Getting this information while I was onsite made it make way more sense to me why, when I used to go to the local grocery store and it would be hit or miss as to why sometimes my steak wasn't as good. It probably came from a different farm with different standards. I remember when I had bought some tomahawks a couple of years back from my local butcher. As I was buying the steaks, the butcher talked about how great they were and how they were from Montana. So the next time I bought some I asked: “are these the same Montana Steaks?” No. They weren’t. This set had come from somewhere in idaho. And they were not as good.
Over the two days I was there, we covered a lot of topics. We talked about sustainability – which we’ll talk about in a follow-up article. We talked about the other products they sell and how their standards compare. We talked about the amazing restaurant in the middle of nowhere Lincoln. We talked about the pivot that the company had with its sponsorship with the IRONMAN Group and how they continue to sponsor in triathlon but how and why they moved into some of the Rock In Rolls series. We also spent a couple of hours over dinner giving birth to the Great Plains Gravel Tri or GPGT as I like to call it. We talked about why Shane wanted to put the race on and how it is meant to be more grass roots and fun more than anything – they have no interest in broad scale event production. So if you live in the midwest or want to travel to the midwest around 08/12/23 It might be something you want to check out.

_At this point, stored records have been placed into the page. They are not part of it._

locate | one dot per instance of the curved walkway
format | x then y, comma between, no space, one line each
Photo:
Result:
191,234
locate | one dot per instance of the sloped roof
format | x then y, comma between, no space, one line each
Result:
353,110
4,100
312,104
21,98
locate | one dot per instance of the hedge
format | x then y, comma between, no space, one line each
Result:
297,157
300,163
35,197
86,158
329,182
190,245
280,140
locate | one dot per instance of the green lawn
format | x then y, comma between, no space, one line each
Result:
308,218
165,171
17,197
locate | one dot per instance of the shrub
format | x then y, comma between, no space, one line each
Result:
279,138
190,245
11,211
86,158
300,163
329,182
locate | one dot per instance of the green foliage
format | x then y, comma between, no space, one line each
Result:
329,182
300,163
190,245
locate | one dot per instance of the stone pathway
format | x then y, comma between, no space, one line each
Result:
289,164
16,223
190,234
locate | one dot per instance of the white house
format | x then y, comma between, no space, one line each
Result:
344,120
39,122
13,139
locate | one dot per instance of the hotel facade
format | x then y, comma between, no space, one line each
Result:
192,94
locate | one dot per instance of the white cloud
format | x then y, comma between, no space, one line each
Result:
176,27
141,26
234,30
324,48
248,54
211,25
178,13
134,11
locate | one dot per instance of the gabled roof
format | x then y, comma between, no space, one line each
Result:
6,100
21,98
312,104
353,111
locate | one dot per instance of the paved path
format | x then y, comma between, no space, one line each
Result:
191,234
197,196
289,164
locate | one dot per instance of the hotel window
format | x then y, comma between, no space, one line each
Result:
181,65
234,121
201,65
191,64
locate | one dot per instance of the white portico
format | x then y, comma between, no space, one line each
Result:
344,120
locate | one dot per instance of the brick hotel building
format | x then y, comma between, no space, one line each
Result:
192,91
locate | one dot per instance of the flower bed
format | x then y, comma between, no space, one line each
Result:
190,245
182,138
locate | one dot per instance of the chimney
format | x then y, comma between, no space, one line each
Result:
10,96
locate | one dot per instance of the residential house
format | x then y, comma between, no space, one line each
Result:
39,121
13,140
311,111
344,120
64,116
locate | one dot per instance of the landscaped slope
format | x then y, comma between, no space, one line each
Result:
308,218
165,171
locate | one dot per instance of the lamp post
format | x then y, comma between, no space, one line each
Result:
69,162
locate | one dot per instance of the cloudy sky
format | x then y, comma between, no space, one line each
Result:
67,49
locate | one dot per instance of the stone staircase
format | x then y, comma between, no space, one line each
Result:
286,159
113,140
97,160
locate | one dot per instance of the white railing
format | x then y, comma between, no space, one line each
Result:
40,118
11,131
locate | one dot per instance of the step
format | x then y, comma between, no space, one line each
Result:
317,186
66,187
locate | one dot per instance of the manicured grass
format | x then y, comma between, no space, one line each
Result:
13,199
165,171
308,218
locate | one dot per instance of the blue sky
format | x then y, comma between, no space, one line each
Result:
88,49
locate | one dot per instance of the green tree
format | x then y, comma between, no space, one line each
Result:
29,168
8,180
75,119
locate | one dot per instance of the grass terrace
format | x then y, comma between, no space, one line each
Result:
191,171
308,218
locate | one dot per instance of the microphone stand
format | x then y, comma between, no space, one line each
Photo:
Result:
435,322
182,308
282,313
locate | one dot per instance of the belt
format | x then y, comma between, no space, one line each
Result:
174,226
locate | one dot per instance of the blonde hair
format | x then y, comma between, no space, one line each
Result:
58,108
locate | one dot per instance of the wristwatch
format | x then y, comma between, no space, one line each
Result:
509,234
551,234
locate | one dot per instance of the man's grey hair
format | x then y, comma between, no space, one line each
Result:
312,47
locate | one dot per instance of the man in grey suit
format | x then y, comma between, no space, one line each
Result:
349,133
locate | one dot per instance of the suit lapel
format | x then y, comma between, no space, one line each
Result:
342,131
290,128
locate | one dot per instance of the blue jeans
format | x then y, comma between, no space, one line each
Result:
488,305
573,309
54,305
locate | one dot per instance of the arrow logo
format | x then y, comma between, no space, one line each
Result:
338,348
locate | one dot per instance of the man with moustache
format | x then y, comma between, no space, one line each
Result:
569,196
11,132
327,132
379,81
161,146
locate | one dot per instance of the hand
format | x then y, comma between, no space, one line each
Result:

That visit has made me want to dive deeper into the Certified Piedmontese brand, which we will do over the coming months. For example, why they have chosen to invest into the endurance market and how they are doing things differently from most companies in the meat business. Because these things matter to us. We spend so much time investing to get and maintain health. The foods we eat and where they come from should be considered just as important as the bike we ride or the wetsuit we put on.